Joseane também comenta a releitura: “A cada vez que relemos uma obra ela nos faz observar coisas que não haviam sido percebidas com a primeira leitura. Com “Os tambores de São Luís” uma das coisas que me chamou a atenção nessa releitura foi a luta contra o preconceito que Damião sofreu no episódio de querer se tornar um padre, e principalmente a campanha pela libertação demonstrada através dos personagens de Damião, a doceira Genoveva Pia e tantos outros que participaram ativamente dessa luta. A relação da obra com nosso presente está no sentido de que o livro relata a luta do negro pela libertação e busca pelos seus direitos como seres humanos, conforme conta a história, e hoje estamos vivendo tempos sombrios em que os direitos conquistados ao longo dos anos estão sofrendo um verdadeiro retrocesso, principalmente quando falamos em preconceito de todas as formas”.

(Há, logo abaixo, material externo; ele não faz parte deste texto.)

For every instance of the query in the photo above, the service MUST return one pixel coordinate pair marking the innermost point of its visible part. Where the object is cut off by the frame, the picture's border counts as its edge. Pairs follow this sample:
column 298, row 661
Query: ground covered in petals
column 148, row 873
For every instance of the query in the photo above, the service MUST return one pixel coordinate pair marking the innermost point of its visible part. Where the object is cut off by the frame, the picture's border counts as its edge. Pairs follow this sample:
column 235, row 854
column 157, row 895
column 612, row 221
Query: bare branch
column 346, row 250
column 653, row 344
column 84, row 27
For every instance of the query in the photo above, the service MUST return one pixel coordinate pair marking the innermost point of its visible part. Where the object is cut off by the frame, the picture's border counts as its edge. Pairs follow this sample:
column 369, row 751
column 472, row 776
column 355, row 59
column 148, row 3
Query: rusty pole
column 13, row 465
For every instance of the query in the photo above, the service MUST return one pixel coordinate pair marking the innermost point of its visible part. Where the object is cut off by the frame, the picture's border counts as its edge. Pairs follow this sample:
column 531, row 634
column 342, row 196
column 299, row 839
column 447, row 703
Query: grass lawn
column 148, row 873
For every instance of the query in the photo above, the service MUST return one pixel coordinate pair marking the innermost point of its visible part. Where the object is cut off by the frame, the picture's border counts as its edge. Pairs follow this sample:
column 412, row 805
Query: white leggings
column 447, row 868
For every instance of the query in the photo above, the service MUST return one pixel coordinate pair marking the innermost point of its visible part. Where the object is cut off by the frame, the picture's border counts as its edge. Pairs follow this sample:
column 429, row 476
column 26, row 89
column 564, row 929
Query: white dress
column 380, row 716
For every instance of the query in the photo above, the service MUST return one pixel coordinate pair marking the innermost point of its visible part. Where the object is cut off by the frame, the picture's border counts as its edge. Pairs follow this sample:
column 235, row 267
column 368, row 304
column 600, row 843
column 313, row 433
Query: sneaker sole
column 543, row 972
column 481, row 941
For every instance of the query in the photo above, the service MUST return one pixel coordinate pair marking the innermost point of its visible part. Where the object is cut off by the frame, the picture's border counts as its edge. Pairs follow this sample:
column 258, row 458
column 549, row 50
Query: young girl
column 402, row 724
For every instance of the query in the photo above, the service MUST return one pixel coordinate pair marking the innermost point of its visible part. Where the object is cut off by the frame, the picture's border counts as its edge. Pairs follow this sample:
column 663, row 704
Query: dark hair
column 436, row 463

Como a obra tem patrocínio através da Lei Estadual de Incentivo à Cultura do Maranhão, pergunto-lhe sobre os ataques à cultura perpetrados pelo governo de Jair Bolsonaro. “Lastimável. Uma verdadeira falta de sensibilidade com a arte e a cultura. Falo como participante de um processo de construção das Políticas Públicas de Cultura do Estado, em que participei das Conferências de Cultura, da elaboração do Plano Estadual de Cultura e de todos os instrumentos que resultaram na Lei Estadual de Incentivo à Cultura, que viabiliza projetos de suma importância para as artes, a cultura e a educação de nosso estado e país. Nós, que trabalhamos com cultura, arte e educação, sabemos o quanto os investimentos nessa área são escassos e o quanto são necessários esses instrumentos para viabilizar projetos que possibilitam o acesso de uma camada da população a essas áreas”, declara.